Welche Gründe könnte es also noch für das Phänomen geben, dass das Reye-Syndrom, wie James Orlowski schreibt, in den 50er Jahren plötzlich erschien und dann in den späten 80er Jahren fast ebenso schnell wieder verschwand? Als häufigste Erklärung für das Phänomen dient die Unsicherheit der Diagnose. Da es keinen wirklichen Test für das Reye-Syndrom gibt, wurde und wird es im Ausschlussverfahren ermittelt. Diese „Resterampe“ an Symptomen schrumpft mit jeder neu entdeckten Krankheit, im konkreten Fall mit angeborenen Stoffwechselkrankheiten, die zur Hochzeit des Reye-Syndroms noch nicht bekannt waren. Vor allem Fehler im Fettsäurestoffwechsel der Mitochondrien führen zu Viren-getriggerten Ausfällen, die denen des Reye-Syndroms entsprechen.
So what, könnte man nun fragen.
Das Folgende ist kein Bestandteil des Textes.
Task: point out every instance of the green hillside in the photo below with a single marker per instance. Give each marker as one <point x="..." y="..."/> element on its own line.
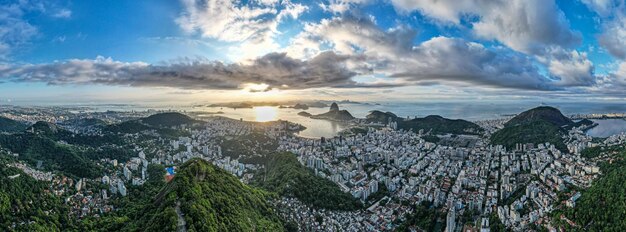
<point x="537" y="125"/>
<point x="606" y="193"/>
<point x="211" y="200"/>
<point x="10" y="125"/>
<point x="55" y="156"/>
<point x="436" y="124"/>
<point x="23" y="201"/>
<point x="286" y="176"/>
<point x="545" y="113"/>
<point x="168" y="119"/>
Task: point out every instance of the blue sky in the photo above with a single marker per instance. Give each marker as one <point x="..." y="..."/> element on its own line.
<point x="221" y="50"/>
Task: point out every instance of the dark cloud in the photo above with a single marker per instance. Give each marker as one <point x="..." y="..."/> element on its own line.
<point x="276" y="70"/>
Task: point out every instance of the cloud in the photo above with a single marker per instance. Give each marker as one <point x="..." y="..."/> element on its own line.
<point x="524" y="25"/>
<point x="572" y="68"/>
<point x="14" y="30"/>
<point x="276" y="70"/>
<point x="253" y="25"/>
<point x="613" y="38"/>
<point x="601" y="7"/>
<point x="341" y="6"/>
<point x="455" y="60"/>
<point x="613" y="22"/>
<point x="440" y="59"/>
<point x="62" y="13"/>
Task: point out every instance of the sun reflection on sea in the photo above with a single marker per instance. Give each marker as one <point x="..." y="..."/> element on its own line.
<point x="266" y="113"/>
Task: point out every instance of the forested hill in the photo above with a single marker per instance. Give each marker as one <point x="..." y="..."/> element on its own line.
<point x="543" y="113"/>
<point x="210" y="200"/>
<point x="169" y="119"/>
<point x="10" y="125"/>
<point x="24" y="199"/>
<point x="433" y="124"/>
<point x="538" y="125"/>
<point x="286" y="176"/>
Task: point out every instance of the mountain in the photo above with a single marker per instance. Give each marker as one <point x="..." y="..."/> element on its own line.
<point x="10" y="125"/>
<point x="538" y="125"/>
<point x="285" y="175"/>
<point x="436" y="124"/>
<point x="44" y="128"/>
<point x="544" y="113"/>
<point x="304" y="114"/>
<point x="169" y="119"/>
<point x="26" y="204"/>
<point x="85" y="122"/>
<point x="335" y="114"/>
<point x="376" y="116"/>
<point x="203" y="197"/>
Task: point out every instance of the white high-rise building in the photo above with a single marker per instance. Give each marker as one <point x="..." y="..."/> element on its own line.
<point x="450" y="222"/>
<point x="127" y="173"/>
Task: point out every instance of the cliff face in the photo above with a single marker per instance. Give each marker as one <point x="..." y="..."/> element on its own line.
<point x="206" y="198"/>
<point x="335" y="114"/>
<point x="334" y="107"/>
<point x="538" y="125"/>
<point x="545" y="113"/>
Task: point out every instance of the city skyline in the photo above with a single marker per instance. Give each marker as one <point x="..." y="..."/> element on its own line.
<point x="271" y="50"/>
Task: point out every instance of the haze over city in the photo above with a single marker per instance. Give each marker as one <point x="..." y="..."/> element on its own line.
<point x="273" y="50"/>
<point x="322" y="115"/>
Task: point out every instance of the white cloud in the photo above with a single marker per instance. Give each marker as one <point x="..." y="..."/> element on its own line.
<point x="274" y="70"/>
<point x="573" y="68"/>
<point x="341" y="6"/>
<point x="252" y="26"/>
<point x="524" y="25"/>
<point x="602" y="7"/>
<point x="439" y="60"/>
<point x="14" y="30"/>
<point x="613" y="38"/>
<point x="62" y="13"/>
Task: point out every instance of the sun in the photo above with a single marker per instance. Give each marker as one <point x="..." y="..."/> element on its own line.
<point x="266" y="113"/>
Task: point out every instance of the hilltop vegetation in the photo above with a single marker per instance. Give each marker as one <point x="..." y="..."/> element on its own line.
<point x="211" y="200"/>
<point x="537" y="125"/>
<point x="286" y="176"/>
<point x="169" y="119"/>
<point x="606" y="193"/>
<point x="376" y="116"/>
<point x="542" y="113"/>
<point x="162" y="124"/>
<point x="436" y="124"/>
<point x="25" y="199"/>
<point x="433" y="124"/>
<point x="55" y="156"/>
<point x="10" y="125"/>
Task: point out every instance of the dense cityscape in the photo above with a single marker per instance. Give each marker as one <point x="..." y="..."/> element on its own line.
<point x="465" y="181"/>
<point x="325" y="115"/>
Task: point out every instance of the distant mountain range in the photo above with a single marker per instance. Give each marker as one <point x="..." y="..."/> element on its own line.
<point x="203" y="197"/>
<point x="538" y="125"/>
<point x="433" y="124"/>
<point x="335" y="114"/>
<point x="10" y="125"/>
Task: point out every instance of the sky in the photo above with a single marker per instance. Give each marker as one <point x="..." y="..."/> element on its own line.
<point x="202" y="51"/>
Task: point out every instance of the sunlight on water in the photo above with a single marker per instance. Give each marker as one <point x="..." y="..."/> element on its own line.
<point x="266" y="113"/>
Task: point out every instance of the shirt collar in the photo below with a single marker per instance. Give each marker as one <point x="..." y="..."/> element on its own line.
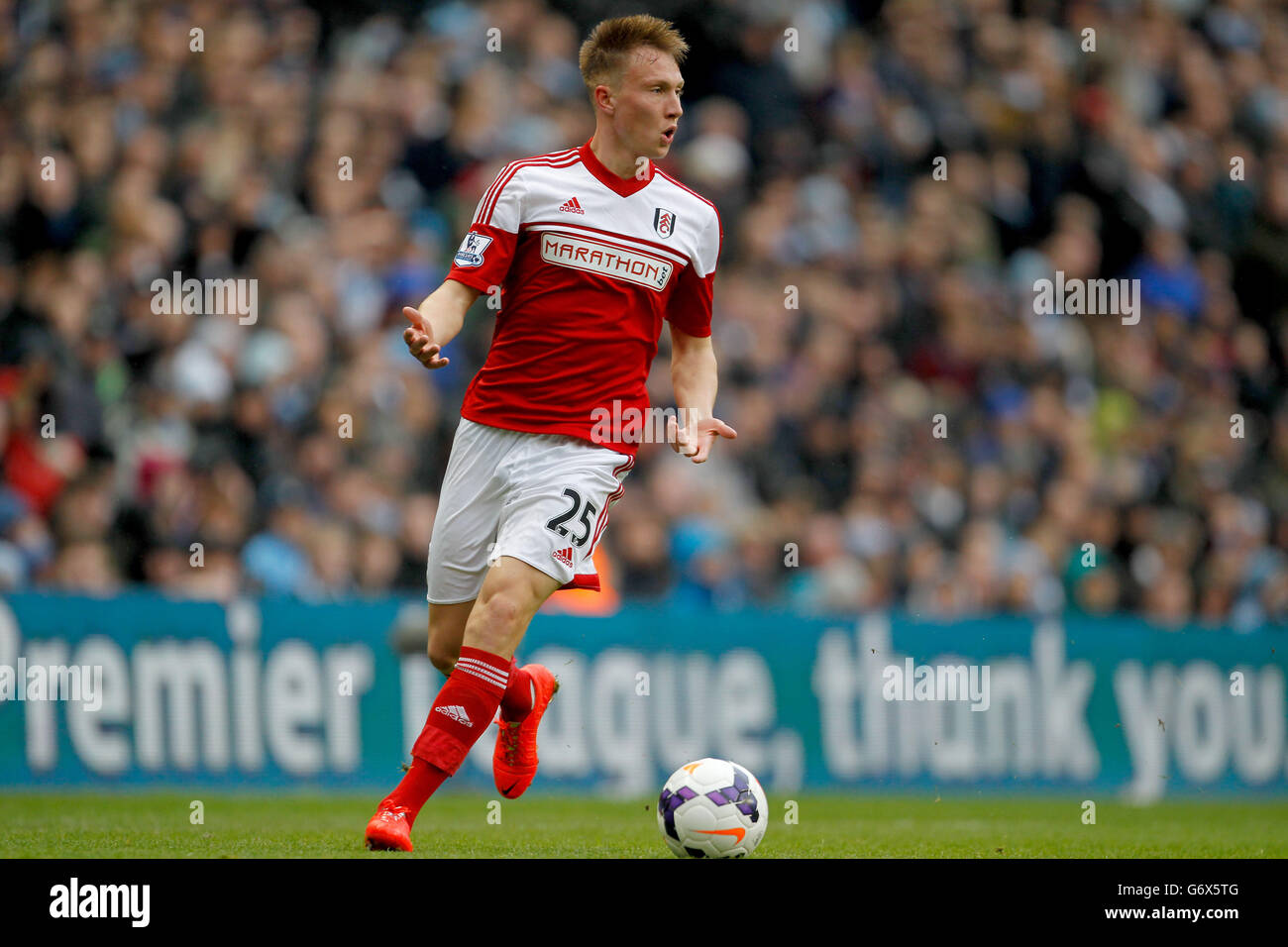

Denn ob Aspirin einer der Faktoren ist, die bei Kindern das Reye-Syndrom auslösen können, scheint inzwischen ohnehin rein akademischer Natur zu sein. Auch lässt sich Aspirin als Schmerzmittel gut ersetzen, vor allem durch Paracetamol, in dessen Beipackzettel sich kein entsprechender Warnhinweis findet. Doch Karsten Schrör warnt vor einem leichtfertigen Austausch der Mittel: Zum einen hemme Paracetamol – anders als Acetylsalicylsäure – Entzündungen nicht, weshalb es bei Hals- und Ohrenentzündungen weniger hilfreich sei. Zum anderen könne es Allergien fördern und schon bei geringen Überdosierungen die Leber dauerhaft schädigen.
Am Ende läuft der Disput auf die alte Erkenntnis hinaus, dass man bei jeder Einnahme eines wirksamen Mittels den Preis der Nebenwirkungen zahlt. Ein Mittel durch ein anderes zu ersetzen, heißt vielleicht nur, den Teufel mit dem Beelzebub auszutreiben. Banal, aber wahr: Man sollte sich immer gut überlegen, ob man ein Medikament wirklich braucht – die allermeisten Beschwerden legen sich schließlich auch ohne äußeres Zutun.